- Singapore beat New York to the top for largest rental rises (prime property)
- Sydney's luxury rental market is incredibly tight
- Hotels and holiday homes are helping to temporarily plug the gap
The latest from Knight Frank’s Prime Global Rental Index has seen the city that never sleeps usurped by surging Singapore.
Prime residential rents have been on the rise around the world, with both the final quarter of, and the entire year of 2022 seeing our very own Australian city of Sydney ranked among the world’s highest for prime residential rent growth; prime property is typically defined as the top five per cent of each market by value.
The Q4 scorecard
Knight Frank’s index tracked the movement in luxury residential rents across 10 global cities, finding Sydney rents for prime property rose by 3.7% over Q4 2022.
That placed the harbour city in fourth place, with Singapore recording the highest quarterly growth of 7.3%, with Auckland up 5.4%, and Tokyo up 3.9%.
2022 calls full time
For the year 2022, Sydney featured at sixth place with a prime property rent rise of 6.7%.
Singapore took the prime position in Knight Frank’s latest figures, taking over from New York. Singapore recorded year-on-year growth of 28.2%, followed by New York at 18.6%, London at 17.8%, Toronto at 15%, and Tokyo at 8.4%.
Knight Frank Head of Residential Research Michelle Ciesielski said prime rents had remained robust across many global cities and were still averaging double-digit annual growth, despite the overall rate of annual growth starting to slow.

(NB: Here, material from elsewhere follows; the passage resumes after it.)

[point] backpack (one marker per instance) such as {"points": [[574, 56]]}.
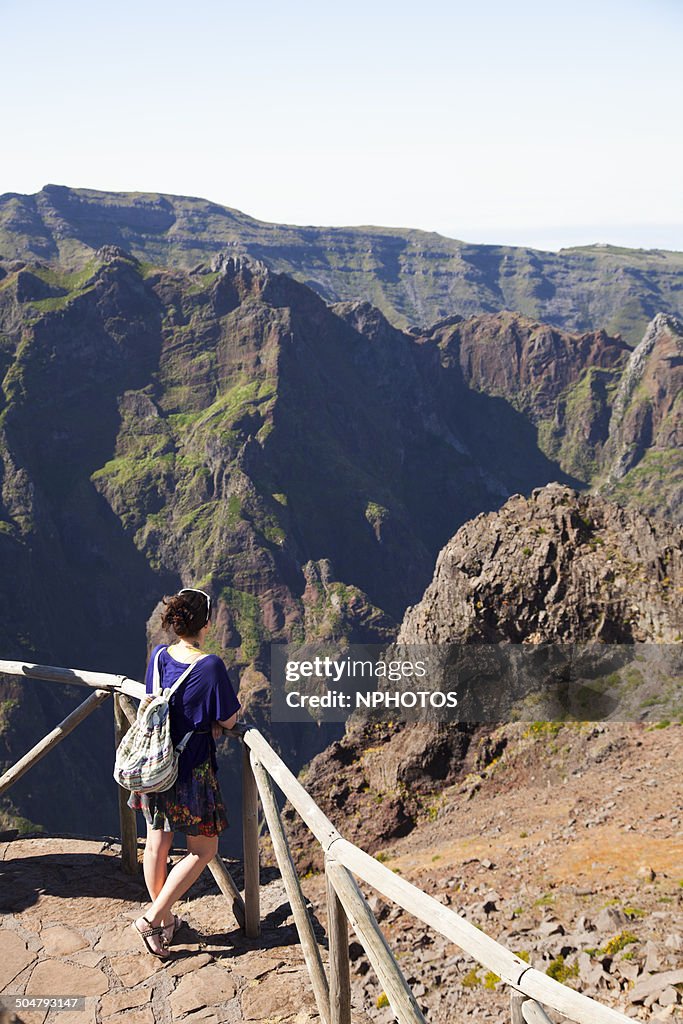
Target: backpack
{"points": [[145, 759]]}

“Sydney saw strong growth over the last quarter of 2022, in line with the rental growth occurring in the wider luxury residential market, and with a shortage of prime homes to rent in the city, prime rental rates are expected to continue strengthening,” she said.
“Total residential rental vacancies in Sydney have now fallen to a low of 1.4 per cent in February 2023, not seen since November 2011, according to Real Estate Institute of New South Wales figures.
“The low vacancy of rental stock can be seen across both the general market and the luxury market, and will lead to further rental growth across the two, with demand simply continuing to outweigh supply in this landlord’s market, at least in the short to medium term.”
Knight Frank Head of Residential Erin van Tuil said demand for prime residential rentals in Sydney came from a mixture of corporate tenants, people looking for somewhere to live while renovating their main residence and skilled professionals who are either expats returning or migrating from interstate and abroad.
“Due to the shortage of labour in Australia, many skilled professionals are taking up promotions to senior management roles from interstate, and international workers are being encouraged to migrate here,” she said.
“We’re seeing instances of companies contributing towards a six-month rental sign-on to entice new workers until the employee finds a longer-term property to rent, or even purchase, as it’s so incredibly tight to find stock for either instance.
“Even with this incentive, there are very limited properties to view, so many new workers to the city are taking up weekly rates with city hotels and extensively using holiday home platforms like Stayz and Airbnb whilst quickly getting acquainted with different pockets of the city as they uproot every few weeks.
“We’ve seen more clients taking up co-primary living in their country or coastal home for a good part of the month and have purchased a city pad for when they’re in town, but in many instances, this occasional convenience has removed a rental home from the market.
“There are also those still waiting on their house renovations to be completed and have extended their rental requirements after being delayed by severe weather events, delivery of materials and securing tradespeople.”
Ms van Tuil said many long-standing corporate rental agreements were removed from the market throughout the pandemic to save costs, as interstate and international teams couldn’t visit their Sydney office, and when they were added back into the rental pool, there was a short lull in prime rental growth throughout 2021.
“However since borders have reopened, hotels have needed to step in to fill this returning demand as there is simply not enough rental accommodation for new workers moving to the city,” she said.
“As a result, we’ve seen Sydney’s prime residential rents grow 15.8 per cent above their pre-pandemic level.”